Texas Woman’s University campuses reach the highest diversity enrollment on record for the 2021-2022 academic year.

TWU is a federally designated Hispanic-serving institution and is often recognized for its incredible diversity. This year’s U.S. News and World Report ranked TWU as tied for the second-highest ethnic diversity in Texas and the fourth highest in the nation.

U.S. News and World Report recognize that students may want to consider the racial and ethnic diversity of college campuses when choosing where to get their university education, according to their website. To determine the rankings, they evaluate the total proportion of minority students, leaving out international students, such as Hispanic, American Indian, etc, and all students who were not identified in a demographic group were listed as non-Hispanic whites. The closer a school’s diversity index is to 1, the more diverse the campus is, with TWU having a 0.73 compared to the highest score of 0.76.

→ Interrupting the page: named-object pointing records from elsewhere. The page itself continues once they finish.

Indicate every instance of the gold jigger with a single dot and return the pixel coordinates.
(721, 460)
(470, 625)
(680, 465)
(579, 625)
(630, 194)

“It is critically important to have a diverse student population,” Vice President of Student Life Dr. Monica Mendez-Grant said. “Our goal at TWU is to represent and look like the state of Texas. We serve the state, educating and providing an opportunity for all Texans.”

In total, 57.9% of the student population currently enrolled are ethnic minorities. For the first time in college cohort, 40% are Hispanic, 21.4% are black, and 10.4% are Asian. There are many organizations on campus to represent the diversity such as the Asian Student Association, African Student Organization, Black Student Association and Latinx Student Association.

“We’re always looking at our practices to ensure that they best represent our students, specifically with regard to Latinas,” Mendez-Grant said.

One goal for the upcoming year is to increase the amount of communication in English and Spanish on-campus resources. In addition to this goal, a new parent portal has been launched so that parents can learn more about communities on campus such as the first-generation community, Mendez-Grant said.

“We very much want to give respect and value, and we do our best to accept students for who they are,” Mendez-Grant said. “We believe that when we value students, that really does put them in the best environment where they can thrive.”

Despite this year being the most diverse enrollment, the enrollment fell from 16,440 in the fall of 2020 to 16,326 in the fall of 2021. Incoming students attending college for the first time rose 14.5% from last year and graduate enrollment increased 4.6%. Graduate students account for 37% of the overall student body this fall.

TWU also appeared number 82 on the social mobility list, which measures graduation rates for students with Pell Grants. Pell Grants are awarded to undergraduate students whose family income falls below $50,000 annually. Additionally, the nursing program was ranked among the top 10% of 694 programs, listing the program as the fourth highest in Texas.